This is an important point: a facility that relies on a vulnerability in your computer is equally available to law enforcement and to criminals. A computer that is easy to wiretap is easy to wiretap by everyone, not just cops with wiretapping warrants (assuming you live in a country that still requires warrants for wiretapping).
2011 was also the year that widespread attention came to UEFI, the Unified Extensible Firmware Interface. UEFI is a hardware component that will be included in future PCs that checks operating systems to see if they have valid curatorial signatures before they are allowed to run. In theory, this can be used to ensure that only uninfected operating systems run (an infected system will no longer match the signature).
UEFI has additional potential, though. Depending on whether users are allowed to override UEFI’s judgment, this could also be used to prevent users from running operating systems that they trust more than the signed ones. For example, you might live in Iran, and believe that the Iranian police use UEFI to ensure that only versions of Windows with a built-in wiretapping facility can run on officially imported PCs. Why not? If Germany’s government can justify installing Staatstrojaners on suspects’ PCs, would Iran really hesitate to ensure that they could conduct Staatstrojaner-grade surveillance on anyone without the inconvenience of installing the Staatstrojaner in the first place? German Staatstrojaner investigators believe the software was installed during customs inspections, while computers were out of their owners’ sight. Much easier to just ban the sale of computers that don’t allow surveillance out of the box.

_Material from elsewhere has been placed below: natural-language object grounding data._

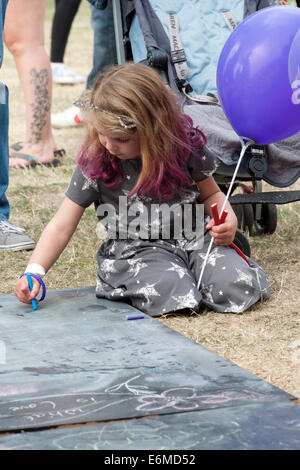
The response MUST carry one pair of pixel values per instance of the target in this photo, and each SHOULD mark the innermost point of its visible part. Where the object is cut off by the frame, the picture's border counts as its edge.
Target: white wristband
(35, 268)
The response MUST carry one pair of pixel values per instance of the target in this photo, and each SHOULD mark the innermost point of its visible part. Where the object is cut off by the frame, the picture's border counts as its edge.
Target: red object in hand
(219, 221)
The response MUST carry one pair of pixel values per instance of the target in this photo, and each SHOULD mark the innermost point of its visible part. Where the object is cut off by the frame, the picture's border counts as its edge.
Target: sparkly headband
(124, 121)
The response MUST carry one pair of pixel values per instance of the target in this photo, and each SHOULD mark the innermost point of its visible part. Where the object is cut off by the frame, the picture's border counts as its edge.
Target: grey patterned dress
(159, 274)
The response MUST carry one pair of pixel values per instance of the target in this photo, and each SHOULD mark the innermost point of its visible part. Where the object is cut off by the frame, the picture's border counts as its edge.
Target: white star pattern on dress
(89, 183)
(108, 267)
(243, 278)
(212, 257)
(178, 269)
(136, 265)
(235, 308)
(148, 291)
(207, 293)
(185, 301)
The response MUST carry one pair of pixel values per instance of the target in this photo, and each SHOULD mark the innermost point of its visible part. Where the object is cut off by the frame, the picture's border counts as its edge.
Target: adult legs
(24, 37)
(104, 52)
(65, 11)
(4, 205)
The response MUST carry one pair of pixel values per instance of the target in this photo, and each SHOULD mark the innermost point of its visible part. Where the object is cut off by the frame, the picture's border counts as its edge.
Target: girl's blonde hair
(166, 135)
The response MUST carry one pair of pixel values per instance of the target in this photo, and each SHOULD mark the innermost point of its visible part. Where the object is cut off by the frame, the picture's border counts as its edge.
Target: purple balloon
(258, 75)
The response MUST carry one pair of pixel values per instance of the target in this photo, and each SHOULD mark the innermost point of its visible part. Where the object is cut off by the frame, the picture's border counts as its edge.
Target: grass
(265, 340)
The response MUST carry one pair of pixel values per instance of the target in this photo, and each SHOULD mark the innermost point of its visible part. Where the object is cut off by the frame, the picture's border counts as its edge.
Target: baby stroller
(187, 62)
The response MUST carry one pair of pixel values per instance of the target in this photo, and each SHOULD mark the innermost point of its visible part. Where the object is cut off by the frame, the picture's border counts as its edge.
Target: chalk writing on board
(125, 398)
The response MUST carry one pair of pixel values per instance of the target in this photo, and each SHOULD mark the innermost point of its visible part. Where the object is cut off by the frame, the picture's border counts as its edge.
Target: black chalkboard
(78, 360)
(270, 425)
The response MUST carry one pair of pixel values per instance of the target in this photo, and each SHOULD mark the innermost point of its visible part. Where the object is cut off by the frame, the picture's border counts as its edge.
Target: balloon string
(245, 144)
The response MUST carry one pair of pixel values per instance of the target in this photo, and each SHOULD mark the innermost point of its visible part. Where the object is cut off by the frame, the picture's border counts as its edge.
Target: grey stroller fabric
(283, 157)
(160, 275)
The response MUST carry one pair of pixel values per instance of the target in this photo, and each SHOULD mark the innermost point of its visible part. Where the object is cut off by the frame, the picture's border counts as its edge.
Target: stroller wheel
(247, 218)
(268, 220)
(242, 243)
(238, 210)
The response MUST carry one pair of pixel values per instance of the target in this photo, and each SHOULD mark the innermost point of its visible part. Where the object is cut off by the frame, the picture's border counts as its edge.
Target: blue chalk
(135, 317)
(33, 302)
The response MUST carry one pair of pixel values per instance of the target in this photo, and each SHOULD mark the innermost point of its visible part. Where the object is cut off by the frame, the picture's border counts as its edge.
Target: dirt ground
(264, 341)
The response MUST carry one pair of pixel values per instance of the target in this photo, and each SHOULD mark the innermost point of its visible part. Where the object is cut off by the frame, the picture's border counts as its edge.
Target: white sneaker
(14, 238)
(70, 117)
(62, 74)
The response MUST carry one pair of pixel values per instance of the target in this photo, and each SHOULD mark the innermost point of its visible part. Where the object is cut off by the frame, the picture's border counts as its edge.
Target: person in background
(24, 38)
(11, 237)
(104, 54)
(65, 12)
(140, 147)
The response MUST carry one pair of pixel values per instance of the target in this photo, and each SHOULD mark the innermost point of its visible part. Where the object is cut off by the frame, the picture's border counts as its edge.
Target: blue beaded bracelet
(38, 278)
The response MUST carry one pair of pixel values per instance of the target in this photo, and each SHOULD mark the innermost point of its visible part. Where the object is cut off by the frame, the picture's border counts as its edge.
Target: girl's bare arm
(52, 242)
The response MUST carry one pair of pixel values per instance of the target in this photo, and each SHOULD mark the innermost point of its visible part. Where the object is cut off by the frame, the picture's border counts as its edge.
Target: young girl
(141, 150)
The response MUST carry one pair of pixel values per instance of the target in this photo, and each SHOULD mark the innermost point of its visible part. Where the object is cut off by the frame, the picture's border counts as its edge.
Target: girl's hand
(223, 234)
(22, 291)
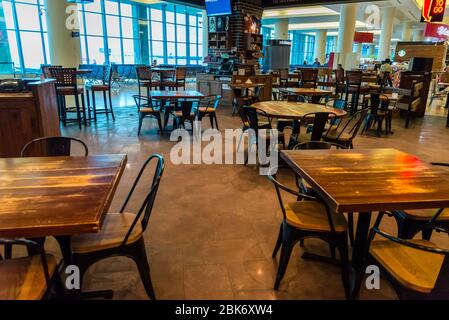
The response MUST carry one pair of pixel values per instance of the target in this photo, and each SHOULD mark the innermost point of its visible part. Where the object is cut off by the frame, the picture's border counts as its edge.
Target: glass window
(115, 50)
(156, 30)
(28, 17)
(127, 28)
(113, 26)
(170, 32)
(111, 7)
(33, 55)
(128, 51)
(96, 50)
(94, 24)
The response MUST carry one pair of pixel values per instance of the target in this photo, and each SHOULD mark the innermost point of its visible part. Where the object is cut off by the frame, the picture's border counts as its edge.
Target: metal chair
(417, 269)
(51, 147)
(67, 85)
(345, 133)
(122, 233)
(309, 218)
(147, 107)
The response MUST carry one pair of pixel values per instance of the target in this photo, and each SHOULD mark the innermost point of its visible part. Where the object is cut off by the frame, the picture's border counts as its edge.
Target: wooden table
(306, 91)
(57, 196)
(165, 95)
(294, 110)
(370, 180)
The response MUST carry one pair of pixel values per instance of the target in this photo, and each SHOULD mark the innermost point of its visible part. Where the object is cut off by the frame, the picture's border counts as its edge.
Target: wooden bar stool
(66, 85)
(105, 88)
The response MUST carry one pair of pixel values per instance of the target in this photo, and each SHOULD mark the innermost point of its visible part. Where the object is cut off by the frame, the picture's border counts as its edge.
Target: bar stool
(105, 87)
(179, 81)
(353, 88)
(66, 85)
(145, 79)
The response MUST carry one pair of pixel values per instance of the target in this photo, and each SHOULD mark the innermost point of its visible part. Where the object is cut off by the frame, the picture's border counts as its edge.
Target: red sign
(433, 10)
(363, 37)
(437, 30)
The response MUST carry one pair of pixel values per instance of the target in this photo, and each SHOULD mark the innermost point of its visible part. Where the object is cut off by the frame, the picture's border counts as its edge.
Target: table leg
(361, 239)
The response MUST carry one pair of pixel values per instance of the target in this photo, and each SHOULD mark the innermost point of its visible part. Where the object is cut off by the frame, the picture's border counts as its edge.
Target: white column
(387, 16)
(205, 34)
(281, 29)
(320, 45)
(407, 31)
(64, 49)
(418, 35)
(346, 31)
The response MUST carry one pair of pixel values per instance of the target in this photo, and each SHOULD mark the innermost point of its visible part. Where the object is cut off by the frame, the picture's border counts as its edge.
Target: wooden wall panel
(422, 50)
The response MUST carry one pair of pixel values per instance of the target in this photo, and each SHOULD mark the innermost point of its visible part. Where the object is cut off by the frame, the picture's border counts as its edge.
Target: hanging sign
(437, 30)
(433, 10)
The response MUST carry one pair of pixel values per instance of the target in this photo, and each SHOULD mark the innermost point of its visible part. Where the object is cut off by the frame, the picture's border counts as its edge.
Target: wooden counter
(27, 116)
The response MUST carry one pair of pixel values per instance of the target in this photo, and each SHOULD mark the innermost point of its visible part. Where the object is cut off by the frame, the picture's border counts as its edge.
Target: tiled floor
(214, 226)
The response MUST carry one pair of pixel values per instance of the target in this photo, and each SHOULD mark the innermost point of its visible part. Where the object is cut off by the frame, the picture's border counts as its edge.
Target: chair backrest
(309, 77)
(339, 76)
(352, 126)
(319, 123)
(45, 70)
(144, 213)
(51, 147)
(65, 77)
(144, 73)
(181, 73)
(318, 145)
(354, 78)
(250, 117)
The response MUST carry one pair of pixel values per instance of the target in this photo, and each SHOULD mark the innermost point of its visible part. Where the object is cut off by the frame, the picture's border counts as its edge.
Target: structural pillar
(320, 45)
(281, 29)
(65, 50)
(346, 30)
(418, 35)
(386, 29)
(407, 31)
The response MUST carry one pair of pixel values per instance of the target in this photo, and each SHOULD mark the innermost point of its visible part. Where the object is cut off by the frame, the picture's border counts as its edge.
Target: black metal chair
(122, 233)
(417, 269)
(378, 113)
(250, 118)
(147, 107)
(305, 188)
(346, 131)
(210, 109)
(411, 222)
(105, 88)
(309, 218)
(34, 277)
(52, 147)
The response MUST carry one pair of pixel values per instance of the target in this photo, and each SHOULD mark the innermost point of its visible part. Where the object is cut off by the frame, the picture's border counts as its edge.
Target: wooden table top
(57, 195)
(294, 110)
(371, 180)
(167, 94)
(306, 91)
(246, 85)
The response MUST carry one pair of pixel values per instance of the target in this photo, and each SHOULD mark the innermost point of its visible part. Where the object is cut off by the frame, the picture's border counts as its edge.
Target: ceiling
(309, 19)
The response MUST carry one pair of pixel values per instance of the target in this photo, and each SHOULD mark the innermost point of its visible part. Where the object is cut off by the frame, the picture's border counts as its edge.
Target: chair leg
(140, 125)
(144, 269)
(110, 104)
(286, 251)
(278, 243)
(345, 269)
(105, 105)
(351, 228)
(94, 106)
(78, 111)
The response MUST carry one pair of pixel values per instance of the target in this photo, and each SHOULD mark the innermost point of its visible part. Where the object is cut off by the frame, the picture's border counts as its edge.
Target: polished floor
(214, 226)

At the same time, a UEFI-like facility in computers would be a tremendous boon to anyone who wants to stay safe. If you get to decide which signatures your UEFI trusts, then you can, at least, know that your Ubuntu computer is running software that matches the signatures from the official Ubuntu repositories, know that your iTunes update was a real iTunes update, and that your Android phone was installing a real security patch. Provided you trust the vendors not to give in to law enforcement pressure (the Iran problem), or lose control of their own updating process (the CarrierIQ problem), you can be sure that you’re only getting software from curators you trust.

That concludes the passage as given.